The alteration zone is characterized by enrichments in As, Sn, Li, W, F, Cu, Rb, Zn, Tl, and Pb as delineated by PCA results from the whole-rock data. These elements strongly load on the first principal component (PC1) of the variability, whereas PC2 is interpreted to reflect the different modal abundances of minerals such as mica and tourmaline. PC3 identifies a subordinate geochemical variation as a function of distance from the greisen, which is mineralogically controlled, with proximal zones enriched in Rb, Cs, and Tl reflecting thick mica selvages and the distal zones richer in As, Zn, and Cu reflecting sulfide vein mineralization.

The in situ LA-ICP-MS data show that Rb, Cs, Ba, Li, Nb, Ta, W, and Sn preferentially partition into white mica over tourmaline while Zn, V, and Sr do the opposite. Thus, white mica better reflects the hydrothermal fluid and its evolution. Fine-grained mica at the wall rock contact zone has lower Rb and W contents (and Zn in some cases) but higher Mg, Sr, V, and Sn contents compared to mica of the main vein-selvage and the greisen body. This suggests that the micas at the contact zone partially reflect the composition of the host rock. In addition to a temporal evolution, the PCA results for white mica show a clear clustering by setting, distinguishing the greisen, vein selvages, and late fault zones from each other. The trace-element composition of hydrothermal fluid calculated from approximated fluid-mica partition coefficients shows reasonable agreement with measured compositions of quartz-hosted fluid inclusions and suggests an evolution of the fluid from greisen formation to vein selvage (MRS) to late-stage mineralized fault zones, with progressive increases in Li, Cs, and Sn with time and fluctuation in Sn/W ratios. The mica data and fluid modeling suggest that fluids released from the granitic intrusion were responsible for the hydrothermal alteration. Comparisons of mica data from Panasqueira and other deposits suggest that white mica has a great potential as a pathfinder for W–Sn mineralization with characteristically high Rb, Cs, Li, Sn, and W contents.

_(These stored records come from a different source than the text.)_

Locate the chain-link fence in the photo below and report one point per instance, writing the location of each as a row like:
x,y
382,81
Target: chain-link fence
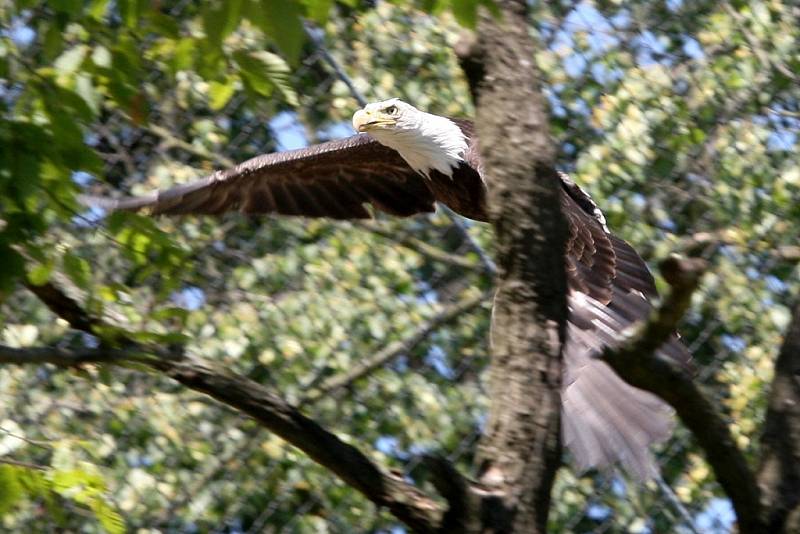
x,y
680,119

In contrast to white mica, tourmaline at Panasqueira mainly forms by mineral replacement in the host rock, and its composition is less influenced by the hydrothermal fluid. The PCA results from tourmaline data are complex, and the variability is complicated by analytical issues related to mineral and fluid inclusions, as well as by chemical zoning that cannot be spatially resolved by LA-ICP-MS analysis. Despite this, the comparison of tourmaline data from Panasqueira and other hydrothermal ore deposits suggests that high Sn and Li contents in hydrothermal tourmaline are indicative for Sn–W mineralization.